How to get MD5 Sum of a String in Python?
In this article, we will learn how to get MD5 sum of a given string in Python. We will use a built-in function to find the sum. Let's first have a quick look over what is MD5 in Python.
MD5 Hash in Python
MD5 Hash is one of the hash functions available in Python's hashlib
library. It is mainly used in cryptographic functions to perform hash calculations. Hash is also used to check the checksum of a file, password verification, fingerprint verification, build caches of large data sets, etc. It accepts a byte string and outputs the equivalent hexadecimal string of the encoded value. Encoding a string to an MD5 hash produces a 128-bit hash value.
Hashing algorithms typically act on binary data rather than text data, so you should be careful about which character encoding is used to convert from text to binary data before hashing. The result of a hash is also binary data. In this article, we will import hashlib
library to use hashlib.md5()
function to find the MD5 sum of the given string in Python.
Three functions are mainly used here-
1. encode()
- It encodes and converts the given string into bytes to be acceptable by the hash function.
2. digest()
- It returns the encoded data in byte format.
3. hexdigest()
- It returns the encoded data in hexadecimal format. It returns a 32 character long digest.
Example: Use hashlib.md5() to get MD5 Sum of a String
This method imports hashlib
library of Python. The below example calls hashlib.md5()
function with an argument as a byte string to return an MD5 hash object. It calls str.encode()
with str as an argument to return an encoded string. hexdigest()
function is then called to display the encoded data in hexadecimal format, else you can call digest()
a function to display data in byte format. The md5 hash function encodes the string and the byte equivalent encoded string is printed.
Python 2.x Example
import hashlib
#using hexdigest()
print hashlib.md5("This is a string").hexdigest()

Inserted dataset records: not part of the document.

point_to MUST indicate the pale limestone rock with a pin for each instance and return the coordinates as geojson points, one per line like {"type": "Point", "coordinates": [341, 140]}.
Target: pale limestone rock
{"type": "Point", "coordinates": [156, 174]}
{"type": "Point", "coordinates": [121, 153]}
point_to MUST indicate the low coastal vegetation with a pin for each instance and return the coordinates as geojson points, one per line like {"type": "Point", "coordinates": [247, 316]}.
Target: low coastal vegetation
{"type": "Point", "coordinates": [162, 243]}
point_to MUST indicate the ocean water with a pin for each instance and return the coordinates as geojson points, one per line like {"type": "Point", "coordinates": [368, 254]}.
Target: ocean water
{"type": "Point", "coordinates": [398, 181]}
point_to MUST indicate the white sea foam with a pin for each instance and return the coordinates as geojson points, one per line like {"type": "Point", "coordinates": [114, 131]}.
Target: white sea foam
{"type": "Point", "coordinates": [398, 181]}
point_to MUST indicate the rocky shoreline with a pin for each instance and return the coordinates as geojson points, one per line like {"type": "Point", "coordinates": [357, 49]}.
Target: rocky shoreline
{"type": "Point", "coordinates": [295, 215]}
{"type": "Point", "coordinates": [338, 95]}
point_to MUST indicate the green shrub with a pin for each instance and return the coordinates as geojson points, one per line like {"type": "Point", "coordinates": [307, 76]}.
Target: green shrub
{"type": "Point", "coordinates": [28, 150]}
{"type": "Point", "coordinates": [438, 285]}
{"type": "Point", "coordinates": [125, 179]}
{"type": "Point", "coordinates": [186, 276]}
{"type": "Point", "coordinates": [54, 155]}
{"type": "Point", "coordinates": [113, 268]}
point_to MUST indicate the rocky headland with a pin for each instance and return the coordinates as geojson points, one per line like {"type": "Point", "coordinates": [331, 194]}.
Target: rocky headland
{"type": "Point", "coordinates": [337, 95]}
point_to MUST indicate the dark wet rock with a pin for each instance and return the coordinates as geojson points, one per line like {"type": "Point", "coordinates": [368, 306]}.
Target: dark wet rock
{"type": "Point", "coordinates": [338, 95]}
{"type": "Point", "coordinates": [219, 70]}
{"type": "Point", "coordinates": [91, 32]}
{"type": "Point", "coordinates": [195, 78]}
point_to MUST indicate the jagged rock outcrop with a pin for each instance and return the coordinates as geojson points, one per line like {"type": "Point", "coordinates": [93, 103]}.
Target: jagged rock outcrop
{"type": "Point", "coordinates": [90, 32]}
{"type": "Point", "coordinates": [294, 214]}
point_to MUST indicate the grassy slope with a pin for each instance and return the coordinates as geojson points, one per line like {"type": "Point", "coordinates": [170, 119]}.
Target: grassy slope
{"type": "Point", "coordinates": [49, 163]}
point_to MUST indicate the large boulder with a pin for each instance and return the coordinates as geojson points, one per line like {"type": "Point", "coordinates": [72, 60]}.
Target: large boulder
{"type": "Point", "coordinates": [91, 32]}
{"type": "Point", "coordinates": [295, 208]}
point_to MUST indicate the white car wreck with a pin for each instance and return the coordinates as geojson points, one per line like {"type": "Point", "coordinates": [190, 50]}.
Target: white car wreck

print hashlib.md5("000005fab4534d05key9a055eb014e4e5d52write").hexdigest()
41fb5b5ae4d57c5ee528adb00e5e8e74
f927aa1d44b04f82738f38a031977344
Python 3.x Example
import hashlib
#using hexdigest()
print(hashlib.md5("This is a string".encode('utf-8')).hexdigest())
print(hashlib.md5("000005fab4534d05key9a055eb014e4e5d52write".encode('utf-8')).hexdigest())
#using digest()
print(hashlib.md5("This is a string".encode('utf-8')).digest())
print(hashlib.md5("000005fab4534d05key9a055eb014e4e5d52write".encode('utf-8')).digest())
41fb5b5ae4d57c5ee528adb00e5e8e74
f927aa1d44b04f82738f38a031977344
b'A\xfb[Z\xe4\xd5|^\xe5(\xad\xb0\x0e^\x8et'
b"\xf9'\xaa\x1dD\xb0O\x82s\x8f8\xa01\x97sD"
Note:
1. If you need byte type output, use digest()
instead of hexdigest()
.
2. You must have noticed in the above examples that, Python 2 does not require utf-8 encoding but Python 3 requires encoding. If you run the program in Python 3 without encode()
, you will get an error. Reason: MD5 function takes a byte string and does not accept Unicode. Python 3 is explicit, and so str (""
) is Unicode and has to be encoded to a byte string. Strings in Python 2 can be interpreted as either a byte string or Unicode string, and passing str (""
) string is interpreted as a byte string. If the string has Unicode characters, it will raise an Exception. Encoding a byte string will leave ASCII characters untouched and convert Unicode correctly
Conclusion
In this article, we learned about hashlib.md5()
function to get the MD5 sum of a string. We discussed MD5 hash functions and why it is used. We saw the implementation of the hash function in both Python 2 and 3.